Zunächst einmal waren die Verhandlungen der Bayern mit Niko Kovac völlig legitim, weil er in seinem Vertrag mit Eintracht Frankfurt eine Ausstiegsklausel für einen internationalen Top-Verein hatte. Diese Klausel konnte, durfte oder musste Bayern sogar aufgrund der dünnen Marktlage an erstklassigen Trainern nutzen. Da kann man ihnen absolut keinen Vorwurf machen.

-Wie sehen Sie die Schmierenkomödie um den Zeitpunkt der fixen Verpflichtung von Kovac?

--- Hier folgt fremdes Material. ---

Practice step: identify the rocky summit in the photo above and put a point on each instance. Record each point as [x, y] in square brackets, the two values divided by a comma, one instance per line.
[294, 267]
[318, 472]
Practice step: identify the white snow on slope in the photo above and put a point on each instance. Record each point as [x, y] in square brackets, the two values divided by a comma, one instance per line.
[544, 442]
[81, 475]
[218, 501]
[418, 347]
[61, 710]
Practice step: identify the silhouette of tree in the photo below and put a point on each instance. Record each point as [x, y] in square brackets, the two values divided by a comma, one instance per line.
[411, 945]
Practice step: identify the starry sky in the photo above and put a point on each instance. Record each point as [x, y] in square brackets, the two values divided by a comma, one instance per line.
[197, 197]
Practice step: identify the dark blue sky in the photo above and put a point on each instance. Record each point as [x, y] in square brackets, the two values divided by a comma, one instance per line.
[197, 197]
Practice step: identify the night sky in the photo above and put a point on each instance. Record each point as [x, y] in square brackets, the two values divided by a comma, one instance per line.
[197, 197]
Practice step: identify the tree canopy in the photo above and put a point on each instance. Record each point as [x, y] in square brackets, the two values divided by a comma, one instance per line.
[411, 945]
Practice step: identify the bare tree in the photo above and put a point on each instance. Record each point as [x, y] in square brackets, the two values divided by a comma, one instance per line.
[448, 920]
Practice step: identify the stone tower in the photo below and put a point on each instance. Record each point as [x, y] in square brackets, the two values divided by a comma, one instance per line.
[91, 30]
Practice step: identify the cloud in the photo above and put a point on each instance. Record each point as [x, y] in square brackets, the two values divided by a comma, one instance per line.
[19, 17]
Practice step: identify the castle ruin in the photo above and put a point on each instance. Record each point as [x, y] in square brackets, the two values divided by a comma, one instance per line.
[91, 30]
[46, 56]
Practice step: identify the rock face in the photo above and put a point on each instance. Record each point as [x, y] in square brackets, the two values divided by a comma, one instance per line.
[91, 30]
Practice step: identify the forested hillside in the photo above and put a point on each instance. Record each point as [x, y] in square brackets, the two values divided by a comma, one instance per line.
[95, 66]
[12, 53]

Einer sagt so, der andere so, aber aufgrund der Aussagen von allen Beteiligten gehe ich fest davon aus, dass wie immer im Vorfeld die wichtigsten Punkte wie Laufzeit, Gehalt, Prämien, Kompetenzen ausgehandelt wurden. Das kann im Detail auch der Berater von Niko Kovac mit den Münchnern abgewickelt haben. Niko Kovac hat bei der Pressekonferenz am Freitag seine Unterschrift unter den fixen Trainer-Vertrag mit den Bayern bekannt gegeben. Ich finde es jetzt mühselig und überflüssig, weitere Gespräche oder Termine zu recherchieren

-Wäre es nicht besser gewesen, wenn Niko Kovac die Abläufe der Öffentlichkeit klarer und offener mitgeteilt hätte?

Vermutlich ja, aber es gibt auch im gesamten Wirtschaftsleben die Regel, Abmachungen und Vertragsabschlüsse erst dann bekanntzugegeben, wenn die Tinte trocken ist.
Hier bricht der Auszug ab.